Nagios misreporting


#1

Our company has been put into a situation were both employees who have installed and configured Nagios have left the organization in a very short timeframe of each other. Myself and another employee are new to unix but can navigate around a bit and do some things.

Nagios has been working well for us up until this point so I’m trying to hold off on exploring new monitoring software even though our director has implored me to do this. We see alerts coming from one particular unix server and one particular windows server on a daily basis that are reporting incorrectly. It starts with one alert for a service being down. After this first alert, all the other instances where we have Nagios monitoring come back and alert us to being in a state of critical or down. We check the server and everything is running fine…no problems.
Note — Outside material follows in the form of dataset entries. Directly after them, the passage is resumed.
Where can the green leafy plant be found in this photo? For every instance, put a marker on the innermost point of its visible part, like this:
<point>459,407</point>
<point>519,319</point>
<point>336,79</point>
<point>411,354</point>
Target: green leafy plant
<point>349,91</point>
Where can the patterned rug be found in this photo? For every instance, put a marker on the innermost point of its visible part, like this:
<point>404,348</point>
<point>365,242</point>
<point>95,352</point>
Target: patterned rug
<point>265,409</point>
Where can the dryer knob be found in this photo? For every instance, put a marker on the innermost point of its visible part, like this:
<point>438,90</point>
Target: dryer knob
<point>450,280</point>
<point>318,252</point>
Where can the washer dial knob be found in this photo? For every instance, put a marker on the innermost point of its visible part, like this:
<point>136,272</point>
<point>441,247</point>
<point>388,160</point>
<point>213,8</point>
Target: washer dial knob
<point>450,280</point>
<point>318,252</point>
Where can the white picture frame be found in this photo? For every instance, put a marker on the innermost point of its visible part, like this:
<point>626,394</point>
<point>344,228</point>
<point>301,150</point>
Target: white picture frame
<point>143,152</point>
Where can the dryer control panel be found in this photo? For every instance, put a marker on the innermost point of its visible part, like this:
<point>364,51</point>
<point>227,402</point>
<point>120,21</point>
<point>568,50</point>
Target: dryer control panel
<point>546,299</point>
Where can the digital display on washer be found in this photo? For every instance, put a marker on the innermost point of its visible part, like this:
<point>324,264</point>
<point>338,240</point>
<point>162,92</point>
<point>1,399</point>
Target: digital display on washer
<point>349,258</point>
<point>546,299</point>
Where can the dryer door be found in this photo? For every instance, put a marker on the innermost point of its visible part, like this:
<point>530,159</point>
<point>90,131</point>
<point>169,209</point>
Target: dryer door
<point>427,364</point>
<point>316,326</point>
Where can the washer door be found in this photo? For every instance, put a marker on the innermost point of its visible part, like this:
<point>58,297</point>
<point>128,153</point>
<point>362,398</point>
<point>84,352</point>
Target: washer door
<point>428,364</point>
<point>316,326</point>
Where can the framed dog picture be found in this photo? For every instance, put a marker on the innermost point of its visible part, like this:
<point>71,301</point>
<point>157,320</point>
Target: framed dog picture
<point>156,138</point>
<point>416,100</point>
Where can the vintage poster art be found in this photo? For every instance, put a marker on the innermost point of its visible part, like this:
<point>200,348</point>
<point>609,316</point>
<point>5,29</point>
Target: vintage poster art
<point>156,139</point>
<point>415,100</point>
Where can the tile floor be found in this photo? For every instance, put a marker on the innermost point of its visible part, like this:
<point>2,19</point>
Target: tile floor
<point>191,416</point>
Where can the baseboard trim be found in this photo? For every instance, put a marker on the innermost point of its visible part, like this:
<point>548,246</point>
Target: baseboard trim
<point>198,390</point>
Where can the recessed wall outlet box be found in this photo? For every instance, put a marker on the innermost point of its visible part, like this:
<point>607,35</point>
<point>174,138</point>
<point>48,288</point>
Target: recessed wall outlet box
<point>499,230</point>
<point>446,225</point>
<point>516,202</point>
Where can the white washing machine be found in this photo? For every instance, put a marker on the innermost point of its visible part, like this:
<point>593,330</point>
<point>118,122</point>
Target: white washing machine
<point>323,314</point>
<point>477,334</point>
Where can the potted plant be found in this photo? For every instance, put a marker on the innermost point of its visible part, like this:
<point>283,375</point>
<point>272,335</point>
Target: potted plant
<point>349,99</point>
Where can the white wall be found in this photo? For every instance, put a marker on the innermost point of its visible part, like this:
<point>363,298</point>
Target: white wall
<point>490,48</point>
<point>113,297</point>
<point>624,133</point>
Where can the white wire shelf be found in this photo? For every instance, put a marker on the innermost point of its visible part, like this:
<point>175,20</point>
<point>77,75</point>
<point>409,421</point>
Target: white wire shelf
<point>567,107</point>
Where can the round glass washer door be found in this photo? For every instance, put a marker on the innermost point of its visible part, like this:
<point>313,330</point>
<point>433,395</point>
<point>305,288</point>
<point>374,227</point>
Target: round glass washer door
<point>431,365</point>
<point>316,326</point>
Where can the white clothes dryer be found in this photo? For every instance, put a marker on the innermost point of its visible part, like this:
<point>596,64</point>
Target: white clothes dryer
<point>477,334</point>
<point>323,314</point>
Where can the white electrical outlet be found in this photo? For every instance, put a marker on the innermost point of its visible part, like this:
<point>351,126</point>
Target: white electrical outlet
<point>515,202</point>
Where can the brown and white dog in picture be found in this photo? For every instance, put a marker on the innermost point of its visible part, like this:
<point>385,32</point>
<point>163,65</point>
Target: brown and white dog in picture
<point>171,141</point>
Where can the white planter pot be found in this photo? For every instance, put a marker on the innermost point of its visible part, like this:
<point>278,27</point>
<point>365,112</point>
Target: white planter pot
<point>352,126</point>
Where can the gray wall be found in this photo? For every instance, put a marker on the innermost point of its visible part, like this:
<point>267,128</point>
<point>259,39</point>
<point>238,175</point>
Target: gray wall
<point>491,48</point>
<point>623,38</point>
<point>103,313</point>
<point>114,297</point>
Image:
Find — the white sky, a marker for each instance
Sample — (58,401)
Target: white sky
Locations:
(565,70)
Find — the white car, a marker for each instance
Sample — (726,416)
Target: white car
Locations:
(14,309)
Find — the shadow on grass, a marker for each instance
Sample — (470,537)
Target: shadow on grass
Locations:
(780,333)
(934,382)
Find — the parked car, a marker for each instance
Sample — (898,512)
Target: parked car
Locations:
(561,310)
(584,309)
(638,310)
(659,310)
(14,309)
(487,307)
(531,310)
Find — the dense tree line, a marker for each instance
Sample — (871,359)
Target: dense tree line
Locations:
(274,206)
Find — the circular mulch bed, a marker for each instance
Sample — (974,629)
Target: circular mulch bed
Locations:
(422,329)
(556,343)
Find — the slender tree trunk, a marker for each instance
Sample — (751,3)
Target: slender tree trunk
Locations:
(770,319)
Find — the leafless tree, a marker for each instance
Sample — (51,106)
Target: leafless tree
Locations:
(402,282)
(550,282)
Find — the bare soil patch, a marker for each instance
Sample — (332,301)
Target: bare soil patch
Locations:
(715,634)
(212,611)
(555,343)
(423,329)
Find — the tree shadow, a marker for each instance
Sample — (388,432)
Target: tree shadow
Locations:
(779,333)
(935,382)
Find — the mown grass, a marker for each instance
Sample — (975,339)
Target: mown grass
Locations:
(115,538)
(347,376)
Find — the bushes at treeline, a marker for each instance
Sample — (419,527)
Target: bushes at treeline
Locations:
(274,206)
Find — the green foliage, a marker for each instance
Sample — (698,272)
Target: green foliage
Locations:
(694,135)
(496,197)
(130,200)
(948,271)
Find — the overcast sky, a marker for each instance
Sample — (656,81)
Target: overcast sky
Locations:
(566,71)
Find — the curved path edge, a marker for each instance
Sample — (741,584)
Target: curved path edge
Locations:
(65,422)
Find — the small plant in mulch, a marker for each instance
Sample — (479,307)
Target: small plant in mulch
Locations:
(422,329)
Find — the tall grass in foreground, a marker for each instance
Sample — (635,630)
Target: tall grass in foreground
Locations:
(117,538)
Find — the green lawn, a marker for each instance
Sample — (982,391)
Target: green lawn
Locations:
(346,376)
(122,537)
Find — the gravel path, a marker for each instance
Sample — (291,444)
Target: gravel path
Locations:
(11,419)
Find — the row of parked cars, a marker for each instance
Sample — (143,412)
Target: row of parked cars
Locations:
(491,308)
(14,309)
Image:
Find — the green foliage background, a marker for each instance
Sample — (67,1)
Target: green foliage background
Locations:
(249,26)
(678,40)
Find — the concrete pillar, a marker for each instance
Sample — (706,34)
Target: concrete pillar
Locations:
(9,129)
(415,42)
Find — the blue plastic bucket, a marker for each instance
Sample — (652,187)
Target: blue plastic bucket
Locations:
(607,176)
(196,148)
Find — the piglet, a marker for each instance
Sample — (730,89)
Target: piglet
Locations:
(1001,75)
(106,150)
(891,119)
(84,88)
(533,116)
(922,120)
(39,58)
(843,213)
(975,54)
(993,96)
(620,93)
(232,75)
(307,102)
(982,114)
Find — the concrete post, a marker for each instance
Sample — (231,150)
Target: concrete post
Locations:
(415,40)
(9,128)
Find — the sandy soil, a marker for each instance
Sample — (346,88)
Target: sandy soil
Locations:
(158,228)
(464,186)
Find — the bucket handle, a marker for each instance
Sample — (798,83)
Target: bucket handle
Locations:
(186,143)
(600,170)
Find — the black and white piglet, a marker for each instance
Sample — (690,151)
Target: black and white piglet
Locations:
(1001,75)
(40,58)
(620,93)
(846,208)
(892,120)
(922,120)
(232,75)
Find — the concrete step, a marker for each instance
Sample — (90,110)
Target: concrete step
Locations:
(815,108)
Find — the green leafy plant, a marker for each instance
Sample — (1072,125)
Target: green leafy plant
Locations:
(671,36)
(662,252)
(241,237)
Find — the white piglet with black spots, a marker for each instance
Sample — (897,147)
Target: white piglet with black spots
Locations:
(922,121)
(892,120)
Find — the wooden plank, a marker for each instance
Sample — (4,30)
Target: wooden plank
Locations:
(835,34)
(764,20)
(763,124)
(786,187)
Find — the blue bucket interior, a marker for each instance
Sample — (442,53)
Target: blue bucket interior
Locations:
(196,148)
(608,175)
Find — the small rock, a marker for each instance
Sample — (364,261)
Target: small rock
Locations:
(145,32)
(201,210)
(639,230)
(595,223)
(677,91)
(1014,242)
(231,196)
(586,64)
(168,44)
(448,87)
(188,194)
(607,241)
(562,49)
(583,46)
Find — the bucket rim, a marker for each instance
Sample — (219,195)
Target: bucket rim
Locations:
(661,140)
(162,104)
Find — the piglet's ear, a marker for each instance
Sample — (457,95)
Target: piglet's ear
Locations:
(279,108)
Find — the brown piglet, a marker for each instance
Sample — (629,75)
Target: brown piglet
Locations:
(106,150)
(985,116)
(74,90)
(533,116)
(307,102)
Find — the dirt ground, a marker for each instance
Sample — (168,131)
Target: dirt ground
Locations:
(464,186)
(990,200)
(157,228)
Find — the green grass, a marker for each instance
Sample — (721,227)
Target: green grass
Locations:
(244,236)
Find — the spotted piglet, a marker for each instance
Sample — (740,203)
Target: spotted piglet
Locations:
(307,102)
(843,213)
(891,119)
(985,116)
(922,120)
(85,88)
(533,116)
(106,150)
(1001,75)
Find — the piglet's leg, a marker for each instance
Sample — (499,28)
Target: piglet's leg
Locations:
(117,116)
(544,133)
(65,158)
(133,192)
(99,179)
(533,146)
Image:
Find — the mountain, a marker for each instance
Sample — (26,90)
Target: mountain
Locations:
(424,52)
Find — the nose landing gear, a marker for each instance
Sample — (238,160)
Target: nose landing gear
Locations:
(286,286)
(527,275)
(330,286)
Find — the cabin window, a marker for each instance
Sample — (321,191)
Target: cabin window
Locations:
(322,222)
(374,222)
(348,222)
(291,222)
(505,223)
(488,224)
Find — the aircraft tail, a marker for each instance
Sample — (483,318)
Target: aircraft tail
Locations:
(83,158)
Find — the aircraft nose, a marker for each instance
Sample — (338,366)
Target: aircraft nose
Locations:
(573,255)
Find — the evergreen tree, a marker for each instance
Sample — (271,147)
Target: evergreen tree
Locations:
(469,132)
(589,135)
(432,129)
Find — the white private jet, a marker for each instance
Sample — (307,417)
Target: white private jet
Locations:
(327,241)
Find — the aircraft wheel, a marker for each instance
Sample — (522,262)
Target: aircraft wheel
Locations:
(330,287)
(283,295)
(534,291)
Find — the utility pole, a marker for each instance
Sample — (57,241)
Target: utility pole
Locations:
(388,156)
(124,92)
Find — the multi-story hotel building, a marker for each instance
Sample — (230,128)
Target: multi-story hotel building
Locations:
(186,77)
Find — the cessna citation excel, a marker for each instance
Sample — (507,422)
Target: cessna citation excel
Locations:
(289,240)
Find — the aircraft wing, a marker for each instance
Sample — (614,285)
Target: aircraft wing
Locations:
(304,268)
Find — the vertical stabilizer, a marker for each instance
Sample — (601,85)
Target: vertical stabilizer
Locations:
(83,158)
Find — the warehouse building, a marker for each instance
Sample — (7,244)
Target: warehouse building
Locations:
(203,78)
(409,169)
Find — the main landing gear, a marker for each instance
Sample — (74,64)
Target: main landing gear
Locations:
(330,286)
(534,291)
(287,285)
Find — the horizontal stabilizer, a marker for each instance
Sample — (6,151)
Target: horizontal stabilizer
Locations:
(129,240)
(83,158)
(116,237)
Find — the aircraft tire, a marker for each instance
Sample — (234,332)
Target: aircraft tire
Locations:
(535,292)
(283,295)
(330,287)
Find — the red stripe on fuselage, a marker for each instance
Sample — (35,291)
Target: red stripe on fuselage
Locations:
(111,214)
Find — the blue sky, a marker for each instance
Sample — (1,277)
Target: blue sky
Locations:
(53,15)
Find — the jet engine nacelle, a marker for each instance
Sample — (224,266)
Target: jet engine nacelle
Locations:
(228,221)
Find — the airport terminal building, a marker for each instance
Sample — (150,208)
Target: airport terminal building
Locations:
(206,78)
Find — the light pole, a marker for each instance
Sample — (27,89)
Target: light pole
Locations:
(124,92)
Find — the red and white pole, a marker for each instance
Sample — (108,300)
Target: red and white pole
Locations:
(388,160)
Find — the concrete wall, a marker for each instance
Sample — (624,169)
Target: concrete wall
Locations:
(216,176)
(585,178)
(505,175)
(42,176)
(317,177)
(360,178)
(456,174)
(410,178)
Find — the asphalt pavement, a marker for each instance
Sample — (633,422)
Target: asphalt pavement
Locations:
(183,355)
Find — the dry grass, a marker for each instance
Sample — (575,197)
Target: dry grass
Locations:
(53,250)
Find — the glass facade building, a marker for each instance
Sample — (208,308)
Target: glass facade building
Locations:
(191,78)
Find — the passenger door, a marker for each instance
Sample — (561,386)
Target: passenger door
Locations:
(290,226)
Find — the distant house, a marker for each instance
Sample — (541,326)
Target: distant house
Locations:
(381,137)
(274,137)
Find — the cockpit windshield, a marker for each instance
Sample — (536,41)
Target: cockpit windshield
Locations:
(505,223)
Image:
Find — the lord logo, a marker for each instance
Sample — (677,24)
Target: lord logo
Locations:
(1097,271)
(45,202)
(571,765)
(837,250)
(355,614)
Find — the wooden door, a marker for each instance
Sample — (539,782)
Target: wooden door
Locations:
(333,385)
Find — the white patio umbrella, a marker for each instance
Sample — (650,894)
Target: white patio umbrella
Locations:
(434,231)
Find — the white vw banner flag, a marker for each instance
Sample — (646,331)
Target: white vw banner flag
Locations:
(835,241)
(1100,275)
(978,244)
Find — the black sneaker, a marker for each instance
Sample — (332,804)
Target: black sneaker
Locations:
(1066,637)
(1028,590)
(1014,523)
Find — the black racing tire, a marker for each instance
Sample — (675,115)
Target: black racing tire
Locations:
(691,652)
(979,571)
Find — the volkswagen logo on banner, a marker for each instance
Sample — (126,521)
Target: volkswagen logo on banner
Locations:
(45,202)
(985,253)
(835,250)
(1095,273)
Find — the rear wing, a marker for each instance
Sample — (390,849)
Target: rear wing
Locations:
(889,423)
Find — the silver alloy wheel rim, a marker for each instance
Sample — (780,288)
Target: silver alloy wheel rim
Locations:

It seems to happen around the same time every day. May re-installing the agent help? If so, how do I do this? May this be another problem? Any help would be appreciated!


#2

Sounds like you haven’t read about nagios at all. Normally, there are no agents. If there are, they could be any number of methods, such as ntclients, external nagios installations using nsca, etc.
From your description, it sounds like you might simply be having a problem with pinging the device at one point, and after that, the other services get all backed up, due to some excessive timeouts, or something.

Since you are new to nagios, you have no choice but to start from the beginning. i.e. the docs.
nagios.sourceforge.net/docs/1_0/